Слова эти, раздавшиеся, как трубный глас Последнего Суда, произвели поражающее действие. Едва были они произнесены, как Робер, широко раскрыв глаза и с неописанным ужасом на лице, сперва буквально окаменел на месте, а потом, как будто придавленный к земле невыносимым бременем, скорее подполз, чем подошёл к Валентине, и упал к её ногам.
— Виконт Анри, кавалер Урбен, — сказал он глухим голосом, — следуйте примеру вашего старшего брата графа де Трема! Мы должны вымолить прощение представительницы рода Нанкреев, потому что на смертном одре отец наш сознался мне в своём страшном преступлении...
Глава XXXIX
ИГРА СМЕРТИ
Граф де Трем поднял свою склонённую голову и повторил братьям:
— Следуйте моему примеру, молите о прощении ту, которую отец наш сделал сиротой!
— Никогда я не унижусь перед коварным созданием, которое с такою низостью сгубило нас, — сказал кавалер Урбен.
— Которое обесчестило нашу сестру ещё с большей низостью, — договорил Анри.
— Знаете ли вы, что сделал Филипп де Трем с Рене и с Сабиной де Нанкрей? — возразил Робер, привстав на одно колено. — Рене де Нанкрей был его благодетелем и другом... Он умертвил Рене возле трупа его жены, которую хотел обесчестить.
— Вы читали рукопись вашего отца, свидетельствуйте о истине этих слов, — обратилась Валентина к Лаграверу с торжественным видом.
— Это записано в дневнике, — произнёс Морис, выведенный из оцепенения грозным призывом.
— Сознание не полно, — продолжала она. — Говорите, граф Робер! Что сделал ещё Филипп де Трем, чтобы отнять честь у моих родителей вместе с их жизнью?
Полковник колебался. Крупные капли пота, выступившие у него на лбу, и слёзы капали на пол, над которым он склонил голову.
— Тот, имя которого мы носим, — сказал он наконец надрывающимся голосом, — был причиной поражения под Монтобаном. С адским искусством он обвинил в своём преступлении кавалера Рене... и труп невинного был повешен на виселице за государственную измену, тогда как протестанты прокляли его память за гнусный обман.
— Свидетельствуйте и в этом, племянник страдальца! — повторила Валентина грозно.
— Измена Иуды записана в дневнике моего отца, вместе с убийством Каина, — ответил Лагравер.
— А теперь, братья, — сказал Робер с тоской в голосе, — будете ли вы умолять последнюю представительницу рода де Нанкреев простить роду де Тремов? Дети отверженца должны молить дочь мученика, чтобы она в свою очередь просила его смягчить свой гнев и правосудие Божье.

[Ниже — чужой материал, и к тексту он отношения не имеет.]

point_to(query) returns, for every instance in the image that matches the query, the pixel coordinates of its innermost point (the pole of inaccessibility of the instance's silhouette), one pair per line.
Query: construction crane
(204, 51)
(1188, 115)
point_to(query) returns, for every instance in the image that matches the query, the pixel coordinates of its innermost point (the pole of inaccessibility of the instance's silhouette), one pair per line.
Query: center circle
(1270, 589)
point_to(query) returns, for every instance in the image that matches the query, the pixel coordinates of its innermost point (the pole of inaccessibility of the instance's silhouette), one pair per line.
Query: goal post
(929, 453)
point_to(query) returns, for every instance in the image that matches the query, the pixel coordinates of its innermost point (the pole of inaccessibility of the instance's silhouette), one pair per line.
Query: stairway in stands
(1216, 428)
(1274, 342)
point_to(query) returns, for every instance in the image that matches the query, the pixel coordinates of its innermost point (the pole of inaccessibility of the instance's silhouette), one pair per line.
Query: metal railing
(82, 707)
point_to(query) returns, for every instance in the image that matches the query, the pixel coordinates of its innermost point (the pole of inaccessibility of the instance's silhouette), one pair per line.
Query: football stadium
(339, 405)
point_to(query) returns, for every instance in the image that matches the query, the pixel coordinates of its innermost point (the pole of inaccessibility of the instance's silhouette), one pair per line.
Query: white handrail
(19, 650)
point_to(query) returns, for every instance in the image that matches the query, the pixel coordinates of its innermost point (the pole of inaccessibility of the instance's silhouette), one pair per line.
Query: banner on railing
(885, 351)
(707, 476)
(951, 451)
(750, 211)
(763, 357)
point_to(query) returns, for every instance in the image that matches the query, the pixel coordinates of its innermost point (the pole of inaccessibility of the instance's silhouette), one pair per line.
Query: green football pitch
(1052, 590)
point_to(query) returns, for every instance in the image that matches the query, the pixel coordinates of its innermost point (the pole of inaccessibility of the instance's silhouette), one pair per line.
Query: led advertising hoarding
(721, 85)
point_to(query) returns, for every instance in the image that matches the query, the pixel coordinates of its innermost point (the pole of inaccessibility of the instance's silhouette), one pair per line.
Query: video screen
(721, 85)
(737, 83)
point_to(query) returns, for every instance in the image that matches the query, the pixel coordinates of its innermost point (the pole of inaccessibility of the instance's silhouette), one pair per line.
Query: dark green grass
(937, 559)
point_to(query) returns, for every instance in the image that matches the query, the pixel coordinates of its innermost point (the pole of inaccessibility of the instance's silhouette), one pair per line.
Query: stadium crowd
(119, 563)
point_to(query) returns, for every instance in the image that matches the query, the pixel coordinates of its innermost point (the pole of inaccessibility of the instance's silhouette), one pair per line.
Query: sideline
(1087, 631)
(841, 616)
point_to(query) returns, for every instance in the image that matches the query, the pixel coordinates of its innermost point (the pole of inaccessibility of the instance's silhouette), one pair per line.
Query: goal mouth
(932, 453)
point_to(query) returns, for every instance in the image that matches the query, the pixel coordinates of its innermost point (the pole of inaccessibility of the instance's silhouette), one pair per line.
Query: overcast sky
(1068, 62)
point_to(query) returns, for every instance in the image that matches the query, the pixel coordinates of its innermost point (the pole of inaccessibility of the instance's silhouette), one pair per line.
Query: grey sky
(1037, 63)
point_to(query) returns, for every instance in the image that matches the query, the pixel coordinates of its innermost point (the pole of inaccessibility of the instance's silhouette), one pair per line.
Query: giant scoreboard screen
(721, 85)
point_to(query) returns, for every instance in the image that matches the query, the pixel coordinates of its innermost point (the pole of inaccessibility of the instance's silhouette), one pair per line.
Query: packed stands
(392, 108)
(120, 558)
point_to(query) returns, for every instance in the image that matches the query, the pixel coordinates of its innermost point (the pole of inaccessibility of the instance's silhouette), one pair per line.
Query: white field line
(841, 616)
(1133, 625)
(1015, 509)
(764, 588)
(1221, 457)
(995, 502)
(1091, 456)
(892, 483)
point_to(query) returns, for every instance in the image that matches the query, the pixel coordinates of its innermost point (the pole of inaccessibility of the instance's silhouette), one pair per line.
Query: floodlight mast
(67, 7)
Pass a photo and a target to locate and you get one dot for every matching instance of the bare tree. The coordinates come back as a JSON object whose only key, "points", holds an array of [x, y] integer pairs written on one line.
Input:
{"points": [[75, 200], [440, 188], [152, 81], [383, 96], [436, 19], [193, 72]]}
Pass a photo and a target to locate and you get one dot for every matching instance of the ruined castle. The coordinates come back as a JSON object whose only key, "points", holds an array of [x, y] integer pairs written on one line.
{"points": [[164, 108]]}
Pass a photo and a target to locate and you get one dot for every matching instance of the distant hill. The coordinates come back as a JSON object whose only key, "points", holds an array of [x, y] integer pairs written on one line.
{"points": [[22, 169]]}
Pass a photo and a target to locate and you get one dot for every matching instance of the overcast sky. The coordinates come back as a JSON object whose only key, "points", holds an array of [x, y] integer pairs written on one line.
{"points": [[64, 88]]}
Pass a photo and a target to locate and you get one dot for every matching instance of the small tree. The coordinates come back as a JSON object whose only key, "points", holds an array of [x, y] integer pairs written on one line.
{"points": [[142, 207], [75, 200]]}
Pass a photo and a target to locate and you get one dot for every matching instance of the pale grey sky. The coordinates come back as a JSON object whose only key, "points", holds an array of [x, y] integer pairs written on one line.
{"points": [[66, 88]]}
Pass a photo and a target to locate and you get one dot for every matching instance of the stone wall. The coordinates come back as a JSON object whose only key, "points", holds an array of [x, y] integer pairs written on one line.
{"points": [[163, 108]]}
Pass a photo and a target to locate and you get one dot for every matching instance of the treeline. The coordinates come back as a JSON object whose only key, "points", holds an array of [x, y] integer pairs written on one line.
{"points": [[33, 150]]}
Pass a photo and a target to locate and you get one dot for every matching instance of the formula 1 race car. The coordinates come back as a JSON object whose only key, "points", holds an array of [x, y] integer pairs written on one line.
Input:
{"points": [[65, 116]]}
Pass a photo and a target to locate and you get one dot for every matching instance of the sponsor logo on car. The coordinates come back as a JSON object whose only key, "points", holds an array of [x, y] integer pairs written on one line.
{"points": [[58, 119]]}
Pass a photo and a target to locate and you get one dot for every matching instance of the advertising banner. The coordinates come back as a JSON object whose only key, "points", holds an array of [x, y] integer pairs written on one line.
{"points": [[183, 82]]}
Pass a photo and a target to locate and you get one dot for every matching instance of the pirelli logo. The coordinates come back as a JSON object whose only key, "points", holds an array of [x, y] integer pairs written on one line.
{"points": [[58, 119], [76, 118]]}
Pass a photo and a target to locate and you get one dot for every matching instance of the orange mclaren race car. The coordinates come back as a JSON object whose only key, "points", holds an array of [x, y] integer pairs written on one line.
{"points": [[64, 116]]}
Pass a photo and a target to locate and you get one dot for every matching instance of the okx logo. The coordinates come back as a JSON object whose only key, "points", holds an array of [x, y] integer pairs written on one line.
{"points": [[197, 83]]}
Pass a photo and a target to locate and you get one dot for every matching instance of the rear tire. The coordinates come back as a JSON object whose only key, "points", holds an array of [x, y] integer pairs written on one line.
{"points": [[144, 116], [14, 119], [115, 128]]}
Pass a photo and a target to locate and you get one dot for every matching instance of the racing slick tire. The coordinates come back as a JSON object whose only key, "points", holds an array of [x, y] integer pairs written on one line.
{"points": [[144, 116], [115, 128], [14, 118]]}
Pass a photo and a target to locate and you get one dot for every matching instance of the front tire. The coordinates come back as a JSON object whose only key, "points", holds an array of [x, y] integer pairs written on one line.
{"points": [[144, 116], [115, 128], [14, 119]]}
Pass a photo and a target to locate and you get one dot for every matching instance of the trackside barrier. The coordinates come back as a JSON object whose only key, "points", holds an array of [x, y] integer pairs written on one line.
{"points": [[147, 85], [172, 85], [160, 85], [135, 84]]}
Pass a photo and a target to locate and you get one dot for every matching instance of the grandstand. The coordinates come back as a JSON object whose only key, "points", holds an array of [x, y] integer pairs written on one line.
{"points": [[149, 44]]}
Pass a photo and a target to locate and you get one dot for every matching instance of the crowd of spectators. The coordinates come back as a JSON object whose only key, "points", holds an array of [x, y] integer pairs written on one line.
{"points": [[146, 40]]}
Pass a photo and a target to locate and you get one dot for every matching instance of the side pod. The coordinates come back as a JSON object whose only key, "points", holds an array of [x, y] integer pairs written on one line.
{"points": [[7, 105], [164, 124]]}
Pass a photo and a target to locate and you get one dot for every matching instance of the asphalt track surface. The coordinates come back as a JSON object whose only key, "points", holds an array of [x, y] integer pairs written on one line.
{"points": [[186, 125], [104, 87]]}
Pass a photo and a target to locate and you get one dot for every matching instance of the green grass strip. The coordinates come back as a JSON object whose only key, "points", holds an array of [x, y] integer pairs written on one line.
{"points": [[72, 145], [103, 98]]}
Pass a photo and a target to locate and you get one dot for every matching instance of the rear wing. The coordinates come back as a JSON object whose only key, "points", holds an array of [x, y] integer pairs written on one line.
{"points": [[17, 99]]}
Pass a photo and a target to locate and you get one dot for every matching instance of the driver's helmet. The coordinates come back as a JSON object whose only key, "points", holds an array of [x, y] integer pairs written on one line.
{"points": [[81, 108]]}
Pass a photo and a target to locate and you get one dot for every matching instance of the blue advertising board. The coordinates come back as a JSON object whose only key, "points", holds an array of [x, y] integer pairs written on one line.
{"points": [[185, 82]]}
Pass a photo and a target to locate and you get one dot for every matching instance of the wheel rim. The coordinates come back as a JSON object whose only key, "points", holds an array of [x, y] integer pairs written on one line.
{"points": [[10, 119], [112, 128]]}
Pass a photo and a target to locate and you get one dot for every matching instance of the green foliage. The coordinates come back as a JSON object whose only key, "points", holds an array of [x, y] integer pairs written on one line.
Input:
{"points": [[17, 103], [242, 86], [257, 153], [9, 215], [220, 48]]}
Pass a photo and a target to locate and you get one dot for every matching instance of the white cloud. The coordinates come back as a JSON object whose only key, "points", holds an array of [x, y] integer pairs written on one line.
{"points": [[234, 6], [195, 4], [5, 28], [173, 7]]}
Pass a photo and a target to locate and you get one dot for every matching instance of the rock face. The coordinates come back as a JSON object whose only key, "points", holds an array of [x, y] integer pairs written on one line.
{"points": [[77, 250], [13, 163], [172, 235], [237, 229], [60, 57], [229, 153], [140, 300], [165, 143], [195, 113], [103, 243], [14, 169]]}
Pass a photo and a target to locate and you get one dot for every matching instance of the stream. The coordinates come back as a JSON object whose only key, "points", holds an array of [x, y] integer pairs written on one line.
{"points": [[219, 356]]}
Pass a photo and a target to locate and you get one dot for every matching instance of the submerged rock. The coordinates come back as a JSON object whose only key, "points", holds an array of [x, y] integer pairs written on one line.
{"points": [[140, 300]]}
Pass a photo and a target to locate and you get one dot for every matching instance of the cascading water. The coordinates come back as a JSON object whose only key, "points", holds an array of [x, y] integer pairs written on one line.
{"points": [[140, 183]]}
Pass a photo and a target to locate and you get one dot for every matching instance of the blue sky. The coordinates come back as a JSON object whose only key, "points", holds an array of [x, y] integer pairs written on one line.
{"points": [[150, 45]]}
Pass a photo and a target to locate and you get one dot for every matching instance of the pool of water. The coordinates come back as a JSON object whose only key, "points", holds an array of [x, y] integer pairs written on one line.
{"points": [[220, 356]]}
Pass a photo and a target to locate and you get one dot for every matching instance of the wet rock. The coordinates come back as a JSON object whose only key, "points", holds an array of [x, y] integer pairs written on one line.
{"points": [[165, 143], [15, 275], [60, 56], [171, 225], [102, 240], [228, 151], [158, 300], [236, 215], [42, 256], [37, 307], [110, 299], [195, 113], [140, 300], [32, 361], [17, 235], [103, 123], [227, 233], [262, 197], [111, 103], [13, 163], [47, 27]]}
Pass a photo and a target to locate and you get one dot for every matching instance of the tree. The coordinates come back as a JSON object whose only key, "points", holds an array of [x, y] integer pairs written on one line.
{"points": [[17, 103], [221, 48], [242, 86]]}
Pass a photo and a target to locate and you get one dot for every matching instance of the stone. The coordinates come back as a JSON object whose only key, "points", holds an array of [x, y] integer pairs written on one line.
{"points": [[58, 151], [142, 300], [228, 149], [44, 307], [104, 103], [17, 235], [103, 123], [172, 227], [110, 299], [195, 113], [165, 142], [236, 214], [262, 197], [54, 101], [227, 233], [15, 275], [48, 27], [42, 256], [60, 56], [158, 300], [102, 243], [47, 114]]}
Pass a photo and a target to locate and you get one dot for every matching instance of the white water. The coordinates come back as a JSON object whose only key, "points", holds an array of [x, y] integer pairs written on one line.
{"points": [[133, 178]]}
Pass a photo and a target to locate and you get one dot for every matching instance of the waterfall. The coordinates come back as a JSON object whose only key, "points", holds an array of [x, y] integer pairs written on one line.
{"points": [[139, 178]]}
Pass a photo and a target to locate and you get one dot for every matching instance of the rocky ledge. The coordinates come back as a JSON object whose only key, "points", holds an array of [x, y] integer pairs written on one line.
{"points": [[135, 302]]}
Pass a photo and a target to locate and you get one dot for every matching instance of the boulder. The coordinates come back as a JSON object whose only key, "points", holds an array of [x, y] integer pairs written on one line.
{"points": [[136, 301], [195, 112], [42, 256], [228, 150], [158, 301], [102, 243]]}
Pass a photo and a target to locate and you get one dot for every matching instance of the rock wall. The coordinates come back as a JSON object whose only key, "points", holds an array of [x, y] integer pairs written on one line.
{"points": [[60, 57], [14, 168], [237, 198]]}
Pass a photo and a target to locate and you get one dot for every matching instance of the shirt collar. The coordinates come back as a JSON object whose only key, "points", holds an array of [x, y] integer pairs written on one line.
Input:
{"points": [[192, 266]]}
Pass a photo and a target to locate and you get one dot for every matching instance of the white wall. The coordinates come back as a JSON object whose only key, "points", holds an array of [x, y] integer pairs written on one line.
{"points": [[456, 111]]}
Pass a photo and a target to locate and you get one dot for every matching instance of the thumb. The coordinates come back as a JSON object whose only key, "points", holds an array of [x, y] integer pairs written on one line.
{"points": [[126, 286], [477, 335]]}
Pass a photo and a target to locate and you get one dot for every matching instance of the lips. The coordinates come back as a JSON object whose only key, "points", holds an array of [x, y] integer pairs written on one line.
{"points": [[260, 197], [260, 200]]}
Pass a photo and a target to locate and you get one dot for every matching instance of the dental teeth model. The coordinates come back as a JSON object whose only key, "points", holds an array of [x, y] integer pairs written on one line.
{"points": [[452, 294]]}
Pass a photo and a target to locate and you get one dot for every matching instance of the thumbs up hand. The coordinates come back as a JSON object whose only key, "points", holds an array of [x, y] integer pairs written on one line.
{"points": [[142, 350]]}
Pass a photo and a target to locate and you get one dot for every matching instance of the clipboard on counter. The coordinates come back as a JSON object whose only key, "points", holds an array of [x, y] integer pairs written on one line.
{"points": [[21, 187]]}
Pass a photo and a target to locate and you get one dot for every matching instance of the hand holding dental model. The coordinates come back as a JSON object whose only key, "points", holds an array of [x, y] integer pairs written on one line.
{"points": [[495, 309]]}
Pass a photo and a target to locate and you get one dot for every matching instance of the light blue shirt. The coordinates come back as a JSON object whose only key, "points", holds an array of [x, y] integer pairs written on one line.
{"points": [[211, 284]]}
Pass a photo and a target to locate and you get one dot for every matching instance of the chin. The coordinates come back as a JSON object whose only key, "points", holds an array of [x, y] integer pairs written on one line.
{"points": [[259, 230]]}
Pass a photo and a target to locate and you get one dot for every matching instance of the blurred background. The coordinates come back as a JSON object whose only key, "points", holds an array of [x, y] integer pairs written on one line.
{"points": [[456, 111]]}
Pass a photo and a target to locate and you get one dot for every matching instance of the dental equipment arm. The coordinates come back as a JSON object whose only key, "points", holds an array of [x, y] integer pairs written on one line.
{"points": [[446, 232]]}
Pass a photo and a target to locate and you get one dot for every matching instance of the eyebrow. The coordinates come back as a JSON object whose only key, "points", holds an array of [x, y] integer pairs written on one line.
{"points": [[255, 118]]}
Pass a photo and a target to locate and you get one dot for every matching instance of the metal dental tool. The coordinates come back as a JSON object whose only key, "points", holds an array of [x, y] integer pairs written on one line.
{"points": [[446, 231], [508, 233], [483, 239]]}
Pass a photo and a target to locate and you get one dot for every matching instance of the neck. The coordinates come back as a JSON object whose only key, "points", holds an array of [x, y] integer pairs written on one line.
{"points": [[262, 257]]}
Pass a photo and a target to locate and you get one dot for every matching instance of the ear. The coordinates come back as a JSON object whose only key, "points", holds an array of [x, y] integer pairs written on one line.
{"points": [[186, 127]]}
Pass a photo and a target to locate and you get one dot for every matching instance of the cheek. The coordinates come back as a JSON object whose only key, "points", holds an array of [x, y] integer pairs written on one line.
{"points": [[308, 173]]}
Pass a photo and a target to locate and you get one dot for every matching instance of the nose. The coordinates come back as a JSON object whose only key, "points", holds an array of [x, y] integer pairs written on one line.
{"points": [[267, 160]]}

— Ни пощады, ни жалости, ни прощения! — вскричала неумолимая Валентина, не дав Анри и Урбену время повиноваться старшему брату или восстать против его воли. Если бы у меня были дети, я научила бы их смертельно ненавидеть ваших. Вас помиловать?! Разве вы не понимаете, что я мечтала о мести более полной, более ужасной! Есть доказательство преступления вашего отца! Я надеялась сделать его известным всей Франции, прах благородного Рене занял бы своё место в Капитолии, а останки гнусного Филиппа де Трема свергли бы с Тарпейской скалы! Чтобы добиться этого апофеоза невинного страдальца и посмертной казни гнусного изменника от могущественного Ришелье, я вкралась в ваше доверие и выдала вас министру! Подлая политика похитила у меня это окончательное торжество. Благодаря ей ненавистное имя де Тремов не будет втоптано в грязь. Пользуйтесь же этим ограждением от всеобщего презрения, и пусть вашим наказанием будет то, что я даровала вам жизнь. Живите для позора, что моя женская рука пощадила вас, живите, чтобы проклинать самих себя, сыновья отверженного Небом!
Бросив эти свирепые проклятия в лицо своих врагов, дочь страдальцев поставила на стол свечку, которую до тех пор не выпускала из рук. Как только она этим движением отказалась от своей грозной власти, Урбен медленно подошёл к ней и схватил за руку с холодной яростью.
— Твои коварные замыслы подлее того, что совершил наш отец! — вскричал он с пеной у рта. — Низкая тварь! Жизнью нашей, которой мы обязаны ему, мы ответили бы тебе за его преступления против твоих родителей, но не честью нашей, которой обязаны самим себе, не душою нашей, дарованной нам Богом!